Colombian President Accused of Bribery
Colombian President Juan Manuel Santos called for a comprehensive investigation into the accusation that his 2014 reelection campaign accepted a $1 million bribe from the Brazilian construction firm Odebrecht on February 8. The accusation seeks to link the Santos administration with the Odebrecht scandal, a sweeping corruption scandal that spans across twelve countries and three continents. In December 2016, following an investigation by Brazilian, United States, and Swiss authorities, Odebrecht pleaded guilty to corruption charges by paying officials in exchange for contracts. On December 21, the U.S. Department of Justice announced that Odebrecht will pay penalty charges totalling $2.6 billion for its “massive and unparalleled bribery and bid-rigging scheme.”
Odebrecht coordinated the bribery from the very top of the company. According to the BBC, Odebrecht’s executives agreed to assist the investigation into Brazilian petroleum giant Petrobras, whose corruption scandal led to the impeachment of former Brazilian President Dilma Rousseff.
Of the nine Latin American governments implicated in the Odebrecht scandal, Colombian officials received $11.1 million. In January, according to the Colombian newspaper Dinero, a former Transportation Minister of Álvaro Uribe’s administration was arrested for accepting a bribe of $6.5 million. In exchange, he ensured that Odebrecht would win control of an ongoing project to modernize hundreds of miles of Colombian highways.

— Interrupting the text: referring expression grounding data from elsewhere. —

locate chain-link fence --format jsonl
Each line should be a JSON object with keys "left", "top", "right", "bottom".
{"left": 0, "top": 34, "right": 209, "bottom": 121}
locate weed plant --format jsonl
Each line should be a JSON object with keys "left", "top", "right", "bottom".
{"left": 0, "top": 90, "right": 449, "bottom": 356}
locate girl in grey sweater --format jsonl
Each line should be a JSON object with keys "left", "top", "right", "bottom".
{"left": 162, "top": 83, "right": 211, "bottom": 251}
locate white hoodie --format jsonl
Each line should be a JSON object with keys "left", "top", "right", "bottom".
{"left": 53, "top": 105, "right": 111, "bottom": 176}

President Santos requested that the Prosecutor’s Office expedite its investigation into the Odebrecht scandal, stating, “I need to investigate if someone from my government received any money.”
However, ex-Senator Otto Bula, who in January was accused of accepting $4.6 million from Odebrecht, stated in Semana that he helped funnel a bribe to Santos’s 2014 reelection campaign. In his statement, Bula described how he facilitated two separate cash payments of $500,000 from Odebrecht to the campaign.
Santos responded on February 8 with a tweet asking the Colombian Electoral Commission for a “thorough investigation as quickly as possible so that the whole truth about the Odebrecht case can come to light.” The president’s cabinet took a harder line in a statement from the Interior Ministry, declaring Bula “of dubious reputation” and his accusations “absurd and unacceptable,” according to Reuters.
The scandal surrounding Odebrecht’s involvement in the 2014 presidential election does not end with Santos, however. His opponent in 2014, Óscar Iván Zuluaga, also faced accusations that his campaign received multimillion-dollar bribes from Odebrecht through Duda Mendonça, a Brazilian political strategist. While the future of the accusations and the legitimacy of the claims remain unclear, the Colombian government actively voids its current contracts with Odebrecht. According to the Wall Street Journal, the head of Colombia’s national infrastructure agency announced the administration’s intention to work toward “the definitive exit of Odebrecht from Colombia.”